Rony’s portfolio includes working as a live sound engineer for Pitbull, projects for Redbull, PGA Golf Tournament, Microsoft, NFL and IheartRadio and engineering, playing and producing projects for artists such as Jon Carlos, Papayo, Pinto Picasso, Agnus Dei and many others.
Alongside client projects, Rooted Studios is also acting as the hub for a new project to support musicians and artists that need professional content but may not have the resources or funds to present themselves in the professional way.

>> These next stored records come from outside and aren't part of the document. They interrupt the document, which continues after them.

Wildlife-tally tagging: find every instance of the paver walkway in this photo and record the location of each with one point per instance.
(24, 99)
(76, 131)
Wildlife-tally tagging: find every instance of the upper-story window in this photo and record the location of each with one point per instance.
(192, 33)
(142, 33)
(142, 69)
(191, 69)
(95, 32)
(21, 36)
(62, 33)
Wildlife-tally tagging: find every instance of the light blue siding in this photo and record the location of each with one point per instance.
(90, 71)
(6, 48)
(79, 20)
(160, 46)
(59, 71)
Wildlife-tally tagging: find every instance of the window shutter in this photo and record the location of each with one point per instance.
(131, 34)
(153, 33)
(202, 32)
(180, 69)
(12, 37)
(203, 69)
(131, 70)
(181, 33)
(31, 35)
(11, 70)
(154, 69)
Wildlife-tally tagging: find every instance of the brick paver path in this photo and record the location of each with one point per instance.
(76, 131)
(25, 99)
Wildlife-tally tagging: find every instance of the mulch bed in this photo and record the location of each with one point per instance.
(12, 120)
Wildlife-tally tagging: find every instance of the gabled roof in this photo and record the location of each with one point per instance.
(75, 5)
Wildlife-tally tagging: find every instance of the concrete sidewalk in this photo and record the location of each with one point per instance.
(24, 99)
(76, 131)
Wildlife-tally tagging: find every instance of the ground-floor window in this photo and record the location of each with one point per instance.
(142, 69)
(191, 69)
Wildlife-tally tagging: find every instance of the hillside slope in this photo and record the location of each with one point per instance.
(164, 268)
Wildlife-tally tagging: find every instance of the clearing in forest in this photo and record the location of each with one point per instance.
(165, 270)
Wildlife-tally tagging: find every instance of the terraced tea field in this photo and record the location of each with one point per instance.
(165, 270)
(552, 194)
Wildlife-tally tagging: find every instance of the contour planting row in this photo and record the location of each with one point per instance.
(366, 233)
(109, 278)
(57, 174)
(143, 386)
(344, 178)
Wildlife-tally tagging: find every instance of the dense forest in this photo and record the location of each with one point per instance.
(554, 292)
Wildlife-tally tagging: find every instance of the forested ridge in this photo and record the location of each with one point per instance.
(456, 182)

“There are many artists, bands and musicians that are extremely talented but don’t have any high quality video/audio to show off their amazing skills,” Rony says. “Unfortunately, they are often overlooked or not booked, so that is where we come in. We invite these artists to come to the studio and we help record audio/video, free of charge, so that they gain confidence and get equipped for gigs/shows/press. It helps us stay sharp and inspired and allows us to network with talented people. Like the roots to a tree, we are all connected, and if we embrace that we can all grow together. We call these sessions ‘Teakwood Sessions’ and our first will be airing later this year.”
Lockdown has been a testing time for everyone, but for Rony Feliz and Rooted Studios it has also been a time of intense creativity. Plans for the studio were brought forward after an attempted break-in at Rony’s residence where he had his own studio. This forced him to search for a new and more secure premises, which he found just before lockdown was announced.
“I had no idea lockdown would happen, but with the team I have and the projects we were working on, I decided it was time to get a space and build a recording studio,” he explains. “Things are different because there has been a hard halt on the music industry, but we are thankful that the creativity never stops. It’s taken some adjusting and learning new things – and doing things we normally wouldn’t do or offer – but it brings me back to why I love doing live sound. If something doesn’t work, we have to troubleshoot. It also forces all of us to grow outside of our comfort zones and try different things. I’ve been observing the industry and I’m excited to see how we all reinvent ourselves and the opportunities it will create for all of us. No matter how much things change, the passion and love for music will never run dry and that is something I look forward to.”